Haig Point is home to a variety of different animals including deer, eagles, osprey, falcons, squirrels, lizards, snakes, armadillos, alligators and many different types of fish and sharks.

==Popular culture==
Haig Point was the first golf course and golf course community featured in the first publication of Links Magazine (then titled Southern Links), the March/April 1988 issue. Links also featured the Palm Beach Polo Golf and Country Club and an interview with Gary Player in this first issue. Celebrating its 20th anniversary, Links featured Haig Point again in its July/August 2008 publication. The eighth hole "Calibogue" green of Haig Point's Signature Course was featured on the cover of the July/August 2008 issue.

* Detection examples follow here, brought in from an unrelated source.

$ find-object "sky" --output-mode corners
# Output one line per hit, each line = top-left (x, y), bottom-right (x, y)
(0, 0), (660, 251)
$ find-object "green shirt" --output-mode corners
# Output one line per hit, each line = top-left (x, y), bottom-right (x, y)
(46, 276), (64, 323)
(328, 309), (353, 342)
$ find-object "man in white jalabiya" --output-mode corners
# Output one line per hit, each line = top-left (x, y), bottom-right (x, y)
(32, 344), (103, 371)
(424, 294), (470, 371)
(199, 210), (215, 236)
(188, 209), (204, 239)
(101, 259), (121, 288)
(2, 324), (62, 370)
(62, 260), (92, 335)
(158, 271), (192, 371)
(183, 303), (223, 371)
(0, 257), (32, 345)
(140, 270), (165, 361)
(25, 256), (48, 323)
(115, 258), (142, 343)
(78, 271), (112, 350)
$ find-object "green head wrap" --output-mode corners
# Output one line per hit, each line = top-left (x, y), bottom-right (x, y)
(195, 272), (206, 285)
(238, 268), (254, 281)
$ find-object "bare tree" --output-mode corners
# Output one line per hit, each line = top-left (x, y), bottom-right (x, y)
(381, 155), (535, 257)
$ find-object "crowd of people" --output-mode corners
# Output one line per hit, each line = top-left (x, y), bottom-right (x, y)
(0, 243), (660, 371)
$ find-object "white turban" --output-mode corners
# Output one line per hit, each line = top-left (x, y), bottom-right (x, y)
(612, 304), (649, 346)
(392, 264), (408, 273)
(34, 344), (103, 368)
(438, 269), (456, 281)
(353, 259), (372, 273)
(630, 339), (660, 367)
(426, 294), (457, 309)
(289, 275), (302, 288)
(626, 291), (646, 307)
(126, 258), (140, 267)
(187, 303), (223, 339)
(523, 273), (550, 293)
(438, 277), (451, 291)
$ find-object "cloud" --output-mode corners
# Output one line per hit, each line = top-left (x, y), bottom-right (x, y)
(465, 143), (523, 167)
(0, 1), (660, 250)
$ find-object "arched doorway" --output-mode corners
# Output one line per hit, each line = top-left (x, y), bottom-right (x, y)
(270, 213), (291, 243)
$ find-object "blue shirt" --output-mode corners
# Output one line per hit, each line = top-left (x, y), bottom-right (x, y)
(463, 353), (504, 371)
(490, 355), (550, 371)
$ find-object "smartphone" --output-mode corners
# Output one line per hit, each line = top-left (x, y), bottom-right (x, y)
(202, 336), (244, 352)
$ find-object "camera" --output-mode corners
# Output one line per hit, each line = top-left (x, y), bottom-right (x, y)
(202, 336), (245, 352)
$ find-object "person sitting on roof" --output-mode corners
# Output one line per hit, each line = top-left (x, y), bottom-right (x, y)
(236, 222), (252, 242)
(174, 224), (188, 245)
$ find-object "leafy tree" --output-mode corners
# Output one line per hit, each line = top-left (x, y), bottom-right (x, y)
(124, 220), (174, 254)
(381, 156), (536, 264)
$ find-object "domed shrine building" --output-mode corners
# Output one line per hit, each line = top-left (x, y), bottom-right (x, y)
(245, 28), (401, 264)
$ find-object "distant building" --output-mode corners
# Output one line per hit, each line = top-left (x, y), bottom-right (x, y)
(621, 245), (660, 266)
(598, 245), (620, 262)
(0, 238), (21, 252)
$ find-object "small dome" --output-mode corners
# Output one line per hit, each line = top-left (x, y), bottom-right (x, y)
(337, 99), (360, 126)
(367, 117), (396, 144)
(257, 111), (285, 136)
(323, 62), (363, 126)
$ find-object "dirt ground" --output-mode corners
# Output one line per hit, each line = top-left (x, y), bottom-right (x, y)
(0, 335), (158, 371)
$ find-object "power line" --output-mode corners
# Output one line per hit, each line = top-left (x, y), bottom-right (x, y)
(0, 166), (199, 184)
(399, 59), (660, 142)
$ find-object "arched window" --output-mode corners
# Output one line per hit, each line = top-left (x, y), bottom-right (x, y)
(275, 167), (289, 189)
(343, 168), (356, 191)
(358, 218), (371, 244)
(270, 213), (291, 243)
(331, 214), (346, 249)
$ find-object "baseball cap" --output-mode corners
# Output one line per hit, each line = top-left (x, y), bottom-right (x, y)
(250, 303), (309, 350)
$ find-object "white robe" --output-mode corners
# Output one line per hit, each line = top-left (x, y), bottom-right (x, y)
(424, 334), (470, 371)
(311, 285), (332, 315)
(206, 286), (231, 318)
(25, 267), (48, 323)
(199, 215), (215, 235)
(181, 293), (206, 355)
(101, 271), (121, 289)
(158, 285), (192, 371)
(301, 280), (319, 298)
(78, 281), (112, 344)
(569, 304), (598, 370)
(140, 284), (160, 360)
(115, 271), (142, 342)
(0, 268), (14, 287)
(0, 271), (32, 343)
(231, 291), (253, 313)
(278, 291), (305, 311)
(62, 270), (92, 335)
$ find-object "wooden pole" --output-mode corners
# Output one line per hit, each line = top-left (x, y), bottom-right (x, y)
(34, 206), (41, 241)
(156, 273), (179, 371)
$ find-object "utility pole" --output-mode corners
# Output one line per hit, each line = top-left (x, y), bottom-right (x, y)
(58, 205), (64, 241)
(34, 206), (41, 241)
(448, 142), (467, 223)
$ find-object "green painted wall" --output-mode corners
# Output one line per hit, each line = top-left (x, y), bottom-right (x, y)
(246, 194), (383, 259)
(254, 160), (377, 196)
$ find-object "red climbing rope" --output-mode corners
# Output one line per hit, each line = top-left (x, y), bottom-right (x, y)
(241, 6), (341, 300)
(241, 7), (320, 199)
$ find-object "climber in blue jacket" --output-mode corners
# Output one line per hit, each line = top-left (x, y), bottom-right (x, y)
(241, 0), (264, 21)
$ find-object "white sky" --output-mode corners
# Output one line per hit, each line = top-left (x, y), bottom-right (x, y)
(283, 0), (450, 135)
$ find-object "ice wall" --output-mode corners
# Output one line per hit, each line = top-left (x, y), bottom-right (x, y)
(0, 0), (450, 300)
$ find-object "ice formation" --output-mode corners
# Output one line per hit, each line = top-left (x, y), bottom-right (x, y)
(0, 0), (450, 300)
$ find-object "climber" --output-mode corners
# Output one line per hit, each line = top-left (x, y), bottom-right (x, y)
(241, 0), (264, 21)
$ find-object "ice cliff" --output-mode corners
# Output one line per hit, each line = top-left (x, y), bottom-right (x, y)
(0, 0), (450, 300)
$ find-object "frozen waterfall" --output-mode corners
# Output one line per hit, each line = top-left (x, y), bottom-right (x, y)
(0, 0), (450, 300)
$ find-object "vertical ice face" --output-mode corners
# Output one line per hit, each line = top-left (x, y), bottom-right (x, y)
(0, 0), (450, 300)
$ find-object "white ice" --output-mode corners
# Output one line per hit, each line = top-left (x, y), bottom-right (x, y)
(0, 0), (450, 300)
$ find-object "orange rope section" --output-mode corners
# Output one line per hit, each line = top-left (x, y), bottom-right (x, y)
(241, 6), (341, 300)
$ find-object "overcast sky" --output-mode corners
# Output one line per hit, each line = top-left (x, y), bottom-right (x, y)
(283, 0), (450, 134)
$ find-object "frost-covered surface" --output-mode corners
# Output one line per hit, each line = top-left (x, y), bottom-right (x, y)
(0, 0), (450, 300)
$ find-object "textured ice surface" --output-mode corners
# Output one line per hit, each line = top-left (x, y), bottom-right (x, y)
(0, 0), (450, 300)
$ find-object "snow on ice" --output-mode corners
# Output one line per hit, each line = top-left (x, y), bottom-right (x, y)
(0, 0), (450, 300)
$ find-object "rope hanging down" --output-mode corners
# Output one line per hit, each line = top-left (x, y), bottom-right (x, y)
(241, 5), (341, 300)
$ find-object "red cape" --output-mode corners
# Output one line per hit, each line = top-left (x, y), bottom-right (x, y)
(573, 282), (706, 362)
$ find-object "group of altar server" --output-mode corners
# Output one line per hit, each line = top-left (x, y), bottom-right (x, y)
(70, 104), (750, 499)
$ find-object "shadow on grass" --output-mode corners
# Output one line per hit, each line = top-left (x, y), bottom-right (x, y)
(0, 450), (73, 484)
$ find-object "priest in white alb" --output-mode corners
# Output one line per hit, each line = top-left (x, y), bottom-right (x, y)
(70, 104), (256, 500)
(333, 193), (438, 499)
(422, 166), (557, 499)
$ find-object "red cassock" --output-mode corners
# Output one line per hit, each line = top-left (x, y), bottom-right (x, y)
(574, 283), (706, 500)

Pat Conroy's book The Water Is Wide is a recounting of the year (1969) he spent as a teacher on Daufuskie Island teaching at the Mary Field School. With contributions from Haig Point members, other Daufuskie residents and various Lowcountry organizations, the school has been preserved as a community center.

==Awards==
- Ranked on "America's 100 Greatest Golf Courses" by Golf Digest, 1986–2000
- Ranked among the "Top 100 Courses in the World" by Golf Magazine
- Ranked on "America's Best Top 100 Residential Courses" by Golfweek Magazine, 2005-2009
- Named a "Top 10 Best, Private-equity, Country Club in America" by The Golfer magazine
- One of "America's 100 Premier Properties" by the editors of Links Magazine and cited as "Best for Golf" 2006/2007 & 2007/2008.